Following this tragic event, tests for ten family members including Ndawula who had been in regular contact with her, returned positive. While Ndawula survived and was discharged by the hospital, he lost four more family members, including his four-year-old son, plunging him into depression. With psychosocial support, he eventually recovered.
Ndawula’s journey to recovery started the day a team of psychosocial counselors from the USAID-supported Ebola Virus Disease Survivors Program visited him at his home. The program is implemented by Baylor Uganda in collaboration with the Ministry of Health. It offers medical care, mental health and psychosocial support services to Ebola survivors and assists them to reintegrate into their communities. Numerous studies have shown that Ebola survivors suffer from various forms of psychological distress, and Ndawula was no exception. He was suffering from depression, anxiety, sadness, grief and anger and had locked himself in his bedroom.

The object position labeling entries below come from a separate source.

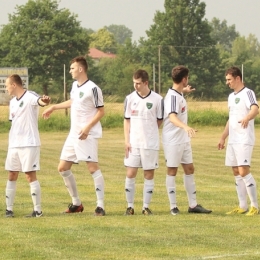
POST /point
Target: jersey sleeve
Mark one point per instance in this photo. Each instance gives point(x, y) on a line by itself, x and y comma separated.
point(160, 109)
point(97, 97)
point(250, 98)
point(127, 110)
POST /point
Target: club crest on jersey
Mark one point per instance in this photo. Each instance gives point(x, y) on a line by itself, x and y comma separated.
point(237, 100)
point(149, 105)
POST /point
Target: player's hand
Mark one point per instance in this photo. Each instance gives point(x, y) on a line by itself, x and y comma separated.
point(46, 99)
point(46, 113)
point(221, 144)
point(188, 89)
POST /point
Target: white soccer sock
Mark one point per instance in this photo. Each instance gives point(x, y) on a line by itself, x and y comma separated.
point(10, 194)
point(130, 191)
point(251, 189)
point(241, 192)
point(171, 190)
point(147, 192)
point(99, 187)
point(189, 184)
point(71, 186)
point(36, 195)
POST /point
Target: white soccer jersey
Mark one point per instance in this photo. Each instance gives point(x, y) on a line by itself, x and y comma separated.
point(143, 113)
point(174, 102)
point(85, 100)
point(24, 116)
point(239, 105)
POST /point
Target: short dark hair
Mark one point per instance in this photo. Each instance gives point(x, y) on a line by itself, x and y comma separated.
point(179, 72)
point(15, 78)
point(82, 61)
point(141, 74)
point(234, 72)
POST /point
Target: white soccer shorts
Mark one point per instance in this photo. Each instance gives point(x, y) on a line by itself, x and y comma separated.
point(178, 154)
point(23, 159)
point(142, 158)
point(75, 150)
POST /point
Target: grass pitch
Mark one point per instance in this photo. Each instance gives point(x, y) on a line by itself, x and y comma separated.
point(115, 236)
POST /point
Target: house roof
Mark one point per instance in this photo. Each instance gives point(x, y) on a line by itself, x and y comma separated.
point(97, 54)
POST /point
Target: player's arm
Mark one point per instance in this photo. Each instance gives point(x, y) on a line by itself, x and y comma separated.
point(46, 113)
point(44, 100)
point(254, 111)
point(221, 144)
point(177, 122)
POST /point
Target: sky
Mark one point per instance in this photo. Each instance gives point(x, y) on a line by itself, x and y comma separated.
point(138, 15)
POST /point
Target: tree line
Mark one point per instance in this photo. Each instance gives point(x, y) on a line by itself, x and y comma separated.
point(43, 38)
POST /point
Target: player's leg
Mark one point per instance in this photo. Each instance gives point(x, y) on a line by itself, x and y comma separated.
point(150, 162)
point(132, 163)
point(13, 166)
point(67, 158)
point(189, 181)
point(99, 183)
point(173, 155)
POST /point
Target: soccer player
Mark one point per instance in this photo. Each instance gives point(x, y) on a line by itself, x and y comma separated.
point(24, 142)
point(176, 136)
point(143, 114)
point(243, 109)
point(87, 108)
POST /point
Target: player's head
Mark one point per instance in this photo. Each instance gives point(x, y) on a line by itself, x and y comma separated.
point(12, 83)
point(179, 73)
point(141, 74)
point(78, 67)
point(140, 80)
point(234, 72)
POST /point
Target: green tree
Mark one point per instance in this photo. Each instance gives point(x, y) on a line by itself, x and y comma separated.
point(103, 40)
point(43, 38)
point(120, 32)
point(223, 34)
point(181, 35)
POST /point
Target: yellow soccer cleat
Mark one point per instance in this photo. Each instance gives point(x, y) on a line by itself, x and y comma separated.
point(237, 210)
point(253, 211)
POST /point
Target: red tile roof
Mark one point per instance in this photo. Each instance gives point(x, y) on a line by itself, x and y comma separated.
point(97, 54)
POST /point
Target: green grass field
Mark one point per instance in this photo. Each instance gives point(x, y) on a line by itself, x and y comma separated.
point(115, 236)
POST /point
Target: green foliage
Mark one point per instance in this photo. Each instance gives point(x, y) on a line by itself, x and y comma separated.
point(223, 34)
point(120, 32)
point(181, 35)
point(103, 40)
point(43, 38)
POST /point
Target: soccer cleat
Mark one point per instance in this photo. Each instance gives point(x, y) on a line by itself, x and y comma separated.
point(9, 213)
point(236, 210)
point(253, 211)
point(74, 208)
point(147, 211)
point(129, 211)
point(175, 211)
point(34, 214)
point(199, 209)
point(99, 212)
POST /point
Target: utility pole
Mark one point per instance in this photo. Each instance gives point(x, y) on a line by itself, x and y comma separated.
point(159, 69)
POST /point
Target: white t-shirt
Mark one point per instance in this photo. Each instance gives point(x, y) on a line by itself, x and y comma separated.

This catastrophe and the costs associated with treatment at the clinics left him financially strained and mentally drained. Besides using up all his savings to cover his deceased wife’s clinic bills before she was admitted at Mubende RRH, the lockdown that had been implemented to restrict the disease’s spread further prevented Ndawula from going to the various markets, where he used to sell garments in mobile markets. This had paralyzed his movements and operations. The community’s social stigma and discrimination directed at them further aggravated his situation. The National Ebola Virus Disease Survivors Program sprang into action to provide frequent home counselling visits, family dialogues and community discussions to help Ndawula overcome his psychological distress.
“Due to the suffering and sadness we were experiencing when the counselors arrived at my house, I did not want to see or speak to anyone,” narrates Ndawula. “The team progressively assisted me in accepting that I had little control over the loss from the Ebola disease, and encouraged me to hold on to the remaining important things in my life,” adds Ndawula. Ndawula is grateful to the psychosocial team for not giving up on him. Ndawula, who has since reopened his second-hand clothing store and resumed interactions with the people in his neighbourhood, claims “In my entire life, I had never been visited or received as much help from anyone as I did from the counselors”.
Today, eighty-seven survivors, including Ndawula and his children, have been able to move past their horrifying experiences and rebuild their lives thanks to the medical and psychological interventions provided by the Ministry of Health and the USAID-supported National Ebola Virus Survivors Program.
Baylor-Uganda’s Global Health Security (GHS) Program works with the Ministry of Health (MOH) and other partners to improve health security and build International Health Regulations core capacities in the Republic of Uganda. The program operates at the national, subnational levels (covering four regions of Rwenzori, Bunyoro, Soroti and Kampala) health facility and community levels and has contributed to strengthening country-level capacity to prevent and detect and respond to public health threats of national and international concern. Our GHS capacity is distinctive in Uganda, covering rural and rural settings across five action packages under the global health security agenda (GHSA), including 1) Public Health surveillance, 2) National Laboratory Systems, 3) Antimicrobial resistance (AMR) prevention and control; 4) Border Health Security/ Points of Entry (POE); 5) Public health emergency preparedness and response.